In theorie kan de aandoening worden verholpen als een oorzaak van slapeloosheid correct kan worden vastgesteld. Dit kan meer of minder uitdagend zijn, afhankelijk van de aard van de bijdrage. Het kan nuttig zijn om deel te nemen aan een meer gestructureerd programma om de aanwezige problemen op te lossen.

Cognitieve gedragstherapie voor slapeloosheid (CBTI) kan nuttig zijn om de mogelijke bijdragen op te sporen en op te lossen. Het American College of Physicians, de nationale academie van artsen in de interne geneeskunde, beveelt CBTI aan als eerstelijnsbehandeling voor chronische slapeloosheid, zelfs vóór het gebruik van slaappillen op recept.

CBTI is meestal gestructureerd als een programma van zes weken dat slaaplogboeken (of zelfs draagbare gezondheidstrackers) gebruikt om slaapgewoonten te documenteren.
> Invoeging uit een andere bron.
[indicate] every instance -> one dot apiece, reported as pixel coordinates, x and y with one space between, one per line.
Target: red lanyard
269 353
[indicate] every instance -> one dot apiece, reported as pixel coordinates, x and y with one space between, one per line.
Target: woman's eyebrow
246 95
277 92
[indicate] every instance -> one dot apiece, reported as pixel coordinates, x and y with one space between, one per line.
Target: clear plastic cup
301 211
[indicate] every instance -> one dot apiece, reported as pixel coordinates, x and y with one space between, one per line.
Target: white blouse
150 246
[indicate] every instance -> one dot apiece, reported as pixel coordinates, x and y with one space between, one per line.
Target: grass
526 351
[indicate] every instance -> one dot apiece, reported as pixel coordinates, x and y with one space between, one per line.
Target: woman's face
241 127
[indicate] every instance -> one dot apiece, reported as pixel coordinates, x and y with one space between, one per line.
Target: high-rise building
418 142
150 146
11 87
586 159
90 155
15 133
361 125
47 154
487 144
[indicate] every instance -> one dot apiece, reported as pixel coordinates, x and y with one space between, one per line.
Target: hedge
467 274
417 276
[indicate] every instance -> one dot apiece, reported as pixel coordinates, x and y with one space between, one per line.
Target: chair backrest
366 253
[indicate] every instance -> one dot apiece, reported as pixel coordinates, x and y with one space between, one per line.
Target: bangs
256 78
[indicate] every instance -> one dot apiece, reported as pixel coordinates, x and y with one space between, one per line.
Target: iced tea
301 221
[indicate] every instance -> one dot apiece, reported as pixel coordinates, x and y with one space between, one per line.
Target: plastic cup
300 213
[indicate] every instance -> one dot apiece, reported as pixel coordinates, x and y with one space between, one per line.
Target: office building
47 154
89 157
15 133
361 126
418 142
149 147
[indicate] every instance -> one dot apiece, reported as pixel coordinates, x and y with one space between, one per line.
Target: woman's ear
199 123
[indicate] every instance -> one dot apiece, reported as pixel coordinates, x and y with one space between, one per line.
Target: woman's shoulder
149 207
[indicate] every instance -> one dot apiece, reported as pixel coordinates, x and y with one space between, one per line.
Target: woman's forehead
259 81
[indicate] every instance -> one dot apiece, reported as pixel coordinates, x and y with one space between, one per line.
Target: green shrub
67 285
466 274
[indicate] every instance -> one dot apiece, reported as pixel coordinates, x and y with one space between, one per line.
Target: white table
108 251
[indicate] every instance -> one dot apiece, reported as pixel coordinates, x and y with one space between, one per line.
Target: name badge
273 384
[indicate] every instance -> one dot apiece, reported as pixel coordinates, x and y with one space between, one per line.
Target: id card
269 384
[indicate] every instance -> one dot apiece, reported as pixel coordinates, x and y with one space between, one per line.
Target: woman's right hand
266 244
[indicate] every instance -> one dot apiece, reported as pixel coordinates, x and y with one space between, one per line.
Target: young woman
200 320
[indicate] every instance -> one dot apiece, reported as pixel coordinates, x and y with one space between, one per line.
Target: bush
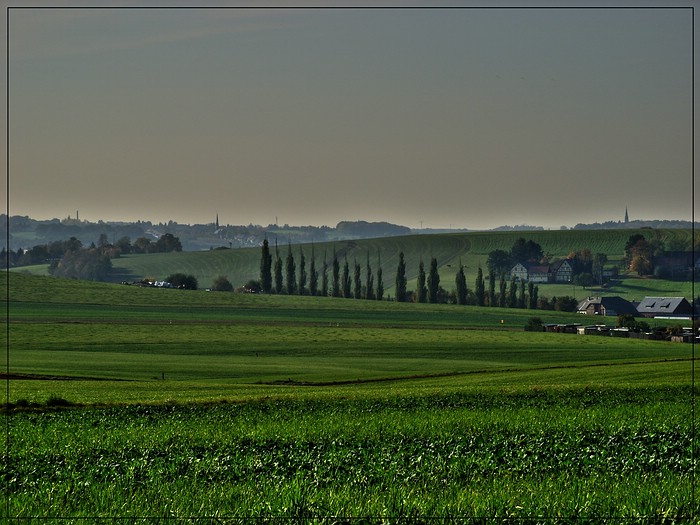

Slaapvoorlichting - inclusief informatie over slaapbehoeften, homeostatische slaapritme en circadiane ritmes - wordt gepresenteerd. Er worden technieken gebruikt om de slaap te versterken, waaronder slaapconsolidatie (of slaapbeperking), stimulusbeheersing en geoptimaliseerde conditionering. Angst en stress worden verminderd met interventies.

Deelname aan een CBTI-programma kan met succes worden voortgezet met de hulp van een slaappsycholoog of via gedeelde medische afspraakworkshops, online cursussen of zelfs via boeken. Na verloop van tijd kunnen er veranderingen worden aangebracht die de slaap verbeteren en slapeloosheid oplossen.

Een woord van Verywell

Ongeacht de oorzaak van slapeloosheid, kan het erg nuttig zijn om te begrijpen hoe normaal slaapt en om slaapverwachtingen vast te stellen. Deelname aan een CBTI-programma wordt sterk aanbevolen voor personen met chronische slaapproblemen. Als de problemen aanhouden, overweeg dan evaluatie door een door de raad gecertificeerde slaaparts. Vaak draagt ​​niet-herkende slaapapneu bij aan een lichte slaap en vaak wakker worden, en de behandeling van deze aandoening kan verlichting bieden.